Archer rangers in 4e, in my view, have the same issue: they are really good at Twin Striking but don't bring much else to the table. Our archer-ranger player rebuilt his PC as a hybrid cleric as soon as the PHB 3 came out (I think around 6th level) - he called it "Operation Have My Character Do Something Other Than Twin Strike". By having the suite of leader and controller-type abilities that a hybrid cleric brings he was able to put his PC much more front and centre in taking charge of the fiction and doing interesting things with it.

Supports, but is not limited to.

Necessary, yes. But not sufficient.
I'm not 100% sure what points you're making here. I don't know of any scene-framed RPG that is not oriented towards "story now" play, and that doesn't at least aspire - via its framing principles and resolution system - to produce rising action => climax => resolution, with the whole thing meant to have some sort of thematic heft beyond just will we get the macgufffin?

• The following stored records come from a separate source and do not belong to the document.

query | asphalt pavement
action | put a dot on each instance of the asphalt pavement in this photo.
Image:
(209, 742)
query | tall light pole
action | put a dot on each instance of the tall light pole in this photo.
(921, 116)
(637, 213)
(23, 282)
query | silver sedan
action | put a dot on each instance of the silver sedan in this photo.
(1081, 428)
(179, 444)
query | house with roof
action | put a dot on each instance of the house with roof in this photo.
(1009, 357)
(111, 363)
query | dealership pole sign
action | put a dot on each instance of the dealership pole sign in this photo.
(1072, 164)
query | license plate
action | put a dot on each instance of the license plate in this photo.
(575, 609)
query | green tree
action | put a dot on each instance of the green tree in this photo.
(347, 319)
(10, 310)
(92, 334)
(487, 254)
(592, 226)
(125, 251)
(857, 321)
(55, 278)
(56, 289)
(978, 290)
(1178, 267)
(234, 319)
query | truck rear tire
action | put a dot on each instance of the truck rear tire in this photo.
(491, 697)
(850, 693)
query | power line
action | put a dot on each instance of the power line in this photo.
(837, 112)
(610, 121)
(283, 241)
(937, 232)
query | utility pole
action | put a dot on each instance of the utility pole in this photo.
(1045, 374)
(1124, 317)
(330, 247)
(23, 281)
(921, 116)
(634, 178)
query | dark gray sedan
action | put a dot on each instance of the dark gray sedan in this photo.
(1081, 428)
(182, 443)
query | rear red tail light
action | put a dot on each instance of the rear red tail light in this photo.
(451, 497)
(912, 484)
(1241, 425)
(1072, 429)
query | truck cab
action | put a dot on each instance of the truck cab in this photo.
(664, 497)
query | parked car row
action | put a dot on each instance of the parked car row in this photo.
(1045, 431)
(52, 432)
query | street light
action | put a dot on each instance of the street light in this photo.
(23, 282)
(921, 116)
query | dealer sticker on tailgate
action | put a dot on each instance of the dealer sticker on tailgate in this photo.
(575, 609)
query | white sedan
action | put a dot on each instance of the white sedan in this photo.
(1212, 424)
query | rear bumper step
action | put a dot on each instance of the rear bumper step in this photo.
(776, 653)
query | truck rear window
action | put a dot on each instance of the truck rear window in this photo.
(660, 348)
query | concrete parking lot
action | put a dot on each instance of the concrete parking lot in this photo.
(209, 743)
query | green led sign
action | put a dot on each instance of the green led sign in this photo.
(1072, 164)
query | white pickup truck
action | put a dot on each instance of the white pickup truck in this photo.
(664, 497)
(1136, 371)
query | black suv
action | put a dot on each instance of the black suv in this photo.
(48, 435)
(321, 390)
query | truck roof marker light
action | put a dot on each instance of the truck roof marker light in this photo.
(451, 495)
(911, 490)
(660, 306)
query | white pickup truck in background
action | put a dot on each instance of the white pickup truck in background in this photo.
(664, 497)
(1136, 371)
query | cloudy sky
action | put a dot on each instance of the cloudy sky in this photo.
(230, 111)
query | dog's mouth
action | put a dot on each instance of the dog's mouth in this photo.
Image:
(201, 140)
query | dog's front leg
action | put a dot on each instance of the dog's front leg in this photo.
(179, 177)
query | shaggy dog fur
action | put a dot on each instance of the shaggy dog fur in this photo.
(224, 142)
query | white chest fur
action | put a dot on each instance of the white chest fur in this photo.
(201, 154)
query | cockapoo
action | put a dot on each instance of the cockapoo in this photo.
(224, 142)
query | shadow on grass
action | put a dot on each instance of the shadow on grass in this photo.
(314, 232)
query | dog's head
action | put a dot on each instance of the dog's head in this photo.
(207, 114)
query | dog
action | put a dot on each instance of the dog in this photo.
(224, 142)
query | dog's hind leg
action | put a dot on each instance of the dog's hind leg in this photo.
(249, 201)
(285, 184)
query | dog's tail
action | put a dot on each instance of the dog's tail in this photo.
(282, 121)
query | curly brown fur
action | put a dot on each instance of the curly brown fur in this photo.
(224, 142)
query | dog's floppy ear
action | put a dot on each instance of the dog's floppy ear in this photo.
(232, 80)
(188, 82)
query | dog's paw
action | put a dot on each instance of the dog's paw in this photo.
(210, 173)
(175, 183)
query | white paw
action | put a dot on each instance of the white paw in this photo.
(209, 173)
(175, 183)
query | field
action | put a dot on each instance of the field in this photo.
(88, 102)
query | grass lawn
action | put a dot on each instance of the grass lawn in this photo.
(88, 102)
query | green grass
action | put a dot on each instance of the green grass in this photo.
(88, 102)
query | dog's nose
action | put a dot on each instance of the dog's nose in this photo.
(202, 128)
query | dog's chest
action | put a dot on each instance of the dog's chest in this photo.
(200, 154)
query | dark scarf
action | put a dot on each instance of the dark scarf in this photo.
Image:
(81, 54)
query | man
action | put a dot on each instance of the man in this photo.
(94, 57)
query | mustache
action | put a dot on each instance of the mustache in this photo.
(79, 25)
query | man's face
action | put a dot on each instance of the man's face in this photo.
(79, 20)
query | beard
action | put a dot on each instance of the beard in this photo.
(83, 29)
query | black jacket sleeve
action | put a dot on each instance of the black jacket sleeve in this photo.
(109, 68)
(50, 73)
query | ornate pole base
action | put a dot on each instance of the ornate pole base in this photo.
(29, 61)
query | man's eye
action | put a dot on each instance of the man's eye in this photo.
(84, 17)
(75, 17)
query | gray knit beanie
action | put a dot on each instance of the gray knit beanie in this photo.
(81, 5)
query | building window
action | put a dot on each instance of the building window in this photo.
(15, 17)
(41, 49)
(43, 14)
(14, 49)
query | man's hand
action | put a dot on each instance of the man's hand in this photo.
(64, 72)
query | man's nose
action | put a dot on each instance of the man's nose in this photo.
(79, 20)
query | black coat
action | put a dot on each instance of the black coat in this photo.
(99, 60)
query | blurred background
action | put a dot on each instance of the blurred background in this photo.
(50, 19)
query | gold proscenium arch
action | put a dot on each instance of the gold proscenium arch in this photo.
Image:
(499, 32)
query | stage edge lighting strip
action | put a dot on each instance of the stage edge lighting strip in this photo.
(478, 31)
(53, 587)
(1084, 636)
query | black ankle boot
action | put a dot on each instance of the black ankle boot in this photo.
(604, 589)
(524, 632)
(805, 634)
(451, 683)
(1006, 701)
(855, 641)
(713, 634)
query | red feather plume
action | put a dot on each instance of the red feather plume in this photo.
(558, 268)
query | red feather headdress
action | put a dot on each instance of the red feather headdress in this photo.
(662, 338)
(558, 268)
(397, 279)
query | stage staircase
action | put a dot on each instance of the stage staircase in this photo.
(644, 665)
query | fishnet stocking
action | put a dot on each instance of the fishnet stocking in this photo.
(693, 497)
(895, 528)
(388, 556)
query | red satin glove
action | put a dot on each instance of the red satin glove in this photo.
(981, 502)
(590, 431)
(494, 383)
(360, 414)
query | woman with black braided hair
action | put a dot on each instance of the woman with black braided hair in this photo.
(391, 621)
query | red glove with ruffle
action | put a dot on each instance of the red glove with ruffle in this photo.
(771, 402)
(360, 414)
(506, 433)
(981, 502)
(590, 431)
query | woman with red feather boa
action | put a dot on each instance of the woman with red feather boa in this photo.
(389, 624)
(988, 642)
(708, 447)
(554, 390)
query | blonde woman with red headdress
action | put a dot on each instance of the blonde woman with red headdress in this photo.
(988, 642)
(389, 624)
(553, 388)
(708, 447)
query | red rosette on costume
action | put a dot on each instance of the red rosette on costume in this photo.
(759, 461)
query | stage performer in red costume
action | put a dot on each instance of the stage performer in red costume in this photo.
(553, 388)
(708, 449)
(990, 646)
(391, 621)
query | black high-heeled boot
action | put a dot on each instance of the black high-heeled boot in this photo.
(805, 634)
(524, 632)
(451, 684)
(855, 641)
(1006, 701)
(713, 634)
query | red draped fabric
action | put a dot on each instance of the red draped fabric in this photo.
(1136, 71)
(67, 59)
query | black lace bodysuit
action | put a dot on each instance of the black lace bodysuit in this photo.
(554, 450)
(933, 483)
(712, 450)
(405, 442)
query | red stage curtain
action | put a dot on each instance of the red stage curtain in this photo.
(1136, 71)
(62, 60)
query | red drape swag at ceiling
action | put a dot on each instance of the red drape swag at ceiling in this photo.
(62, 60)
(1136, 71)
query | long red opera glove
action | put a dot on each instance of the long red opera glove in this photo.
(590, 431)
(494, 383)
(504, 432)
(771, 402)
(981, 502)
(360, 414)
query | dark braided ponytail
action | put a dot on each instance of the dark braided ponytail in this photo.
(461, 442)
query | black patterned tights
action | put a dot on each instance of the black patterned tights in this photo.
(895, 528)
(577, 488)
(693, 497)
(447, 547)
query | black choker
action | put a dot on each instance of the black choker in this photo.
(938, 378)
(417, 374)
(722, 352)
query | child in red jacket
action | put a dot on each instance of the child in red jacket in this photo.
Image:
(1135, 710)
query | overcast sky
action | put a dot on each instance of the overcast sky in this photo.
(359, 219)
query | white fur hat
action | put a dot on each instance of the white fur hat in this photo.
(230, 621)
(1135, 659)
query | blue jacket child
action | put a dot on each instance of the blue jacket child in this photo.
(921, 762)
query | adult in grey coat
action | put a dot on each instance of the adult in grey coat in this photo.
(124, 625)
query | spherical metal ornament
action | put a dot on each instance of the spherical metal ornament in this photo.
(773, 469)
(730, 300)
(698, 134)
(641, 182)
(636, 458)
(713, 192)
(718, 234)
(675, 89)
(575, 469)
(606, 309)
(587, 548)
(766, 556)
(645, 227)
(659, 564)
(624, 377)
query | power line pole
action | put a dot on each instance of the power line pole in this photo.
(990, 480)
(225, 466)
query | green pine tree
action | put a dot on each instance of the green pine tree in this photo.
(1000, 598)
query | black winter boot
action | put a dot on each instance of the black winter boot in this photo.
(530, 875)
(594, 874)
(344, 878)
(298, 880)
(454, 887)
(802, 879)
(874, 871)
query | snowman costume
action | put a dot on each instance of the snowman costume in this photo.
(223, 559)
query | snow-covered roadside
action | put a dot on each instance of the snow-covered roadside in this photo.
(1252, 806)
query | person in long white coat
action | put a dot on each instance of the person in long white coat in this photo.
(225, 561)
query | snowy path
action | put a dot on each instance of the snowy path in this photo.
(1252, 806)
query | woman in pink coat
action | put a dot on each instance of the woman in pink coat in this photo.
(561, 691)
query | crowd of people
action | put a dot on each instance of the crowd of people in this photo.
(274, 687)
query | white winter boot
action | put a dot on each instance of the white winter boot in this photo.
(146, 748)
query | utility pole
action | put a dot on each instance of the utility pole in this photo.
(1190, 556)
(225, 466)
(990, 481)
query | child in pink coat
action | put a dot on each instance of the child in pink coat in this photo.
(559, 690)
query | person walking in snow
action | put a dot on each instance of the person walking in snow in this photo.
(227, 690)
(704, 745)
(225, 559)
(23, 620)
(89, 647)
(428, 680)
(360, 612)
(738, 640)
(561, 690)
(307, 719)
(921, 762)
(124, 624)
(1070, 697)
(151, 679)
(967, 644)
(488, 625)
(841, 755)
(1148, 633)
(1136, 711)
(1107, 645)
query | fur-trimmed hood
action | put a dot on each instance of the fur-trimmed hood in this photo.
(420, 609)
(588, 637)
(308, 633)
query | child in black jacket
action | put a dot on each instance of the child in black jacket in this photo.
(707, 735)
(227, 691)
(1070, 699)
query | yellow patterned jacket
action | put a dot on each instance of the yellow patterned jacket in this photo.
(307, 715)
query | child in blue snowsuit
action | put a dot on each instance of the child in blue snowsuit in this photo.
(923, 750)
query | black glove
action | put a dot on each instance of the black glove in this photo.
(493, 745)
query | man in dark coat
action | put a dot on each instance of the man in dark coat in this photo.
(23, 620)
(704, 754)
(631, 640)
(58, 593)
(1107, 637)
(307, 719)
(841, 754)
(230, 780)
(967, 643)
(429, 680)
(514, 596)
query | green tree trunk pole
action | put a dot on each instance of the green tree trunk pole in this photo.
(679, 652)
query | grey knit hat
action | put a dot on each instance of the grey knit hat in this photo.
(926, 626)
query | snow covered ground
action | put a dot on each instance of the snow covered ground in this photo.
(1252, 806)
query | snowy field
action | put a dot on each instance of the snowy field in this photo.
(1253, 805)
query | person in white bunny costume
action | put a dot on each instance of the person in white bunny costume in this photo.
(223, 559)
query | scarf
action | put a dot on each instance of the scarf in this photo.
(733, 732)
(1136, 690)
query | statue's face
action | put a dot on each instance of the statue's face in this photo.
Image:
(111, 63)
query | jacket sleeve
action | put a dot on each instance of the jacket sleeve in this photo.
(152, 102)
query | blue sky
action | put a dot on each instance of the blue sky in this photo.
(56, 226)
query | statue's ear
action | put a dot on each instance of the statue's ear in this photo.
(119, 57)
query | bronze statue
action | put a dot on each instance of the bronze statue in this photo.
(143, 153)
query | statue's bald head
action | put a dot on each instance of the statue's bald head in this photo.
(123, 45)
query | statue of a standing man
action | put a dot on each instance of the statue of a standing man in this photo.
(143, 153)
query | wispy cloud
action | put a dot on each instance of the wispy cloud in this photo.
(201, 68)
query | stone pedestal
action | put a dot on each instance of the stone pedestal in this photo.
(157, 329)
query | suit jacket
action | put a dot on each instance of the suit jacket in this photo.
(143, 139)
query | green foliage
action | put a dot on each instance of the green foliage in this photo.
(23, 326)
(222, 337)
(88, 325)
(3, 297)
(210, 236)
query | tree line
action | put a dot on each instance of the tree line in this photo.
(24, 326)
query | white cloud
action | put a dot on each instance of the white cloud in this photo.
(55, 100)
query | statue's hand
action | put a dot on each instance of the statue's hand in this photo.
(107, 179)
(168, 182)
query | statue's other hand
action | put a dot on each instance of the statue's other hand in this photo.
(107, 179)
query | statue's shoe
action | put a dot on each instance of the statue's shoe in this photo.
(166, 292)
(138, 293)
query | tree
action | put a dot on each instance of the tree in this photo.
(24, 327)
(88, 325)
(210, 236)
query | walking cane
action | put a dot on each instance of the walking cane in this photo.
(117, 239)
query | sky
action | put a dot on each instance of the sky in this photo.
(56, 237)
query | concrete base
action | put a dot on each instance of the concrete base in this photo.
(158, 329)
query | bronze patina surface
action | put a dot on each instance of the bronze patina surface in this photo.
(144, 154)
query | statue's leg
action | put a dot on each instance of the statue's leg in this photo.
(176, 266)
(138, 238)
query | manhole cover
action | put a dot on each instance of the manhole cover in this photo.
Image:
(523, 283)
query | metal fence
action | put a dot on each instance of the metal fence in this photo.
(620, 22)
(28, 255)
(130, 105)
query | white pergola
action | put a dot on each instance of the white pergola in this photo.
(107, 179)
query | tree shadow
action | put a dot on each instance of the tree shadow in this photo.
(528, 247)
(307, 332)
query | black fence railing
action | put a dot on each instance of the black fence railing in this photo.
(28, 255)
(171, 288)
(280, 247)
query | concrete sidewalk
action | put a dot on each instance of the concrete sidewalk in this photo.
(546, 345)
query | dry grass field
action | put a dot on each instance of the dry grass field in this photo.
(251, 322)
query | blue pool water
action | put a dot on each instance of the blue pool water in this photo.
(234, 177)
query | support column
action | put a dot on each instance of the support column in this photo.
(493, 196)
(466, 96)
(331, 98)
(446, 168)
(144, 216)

Huh. That's absolutely not my experience with 4E. 4E permitted those things...if the DM chose to run the game that way. But they were presented alongside the quite standard DM-driven stuff.
Player-authored quests are put forward as the ideal in both the PHB and DMG. Magic item wishlists are put forward as the ideal in the DMG.

I know there was a huge pushback against these things - it's "player entitlement" for the game to be about player-authored priorities rather than GM-authored ones - and the DMG's language was also halting in places ("try not to say no", "say yes as often as you can") rather than stating things forthrightly like Vincent Baker does in Apocalypse World or Luke Crane does in Burning Wheel.

I'm sure plenty of GMs ran bog-standard railroads using the 4e combat resolution framework (but probably not skill challenges as the predominant mode of non-combat resolution). I've also read accounts of people running DW essentially like a 2nd ed AD&D game.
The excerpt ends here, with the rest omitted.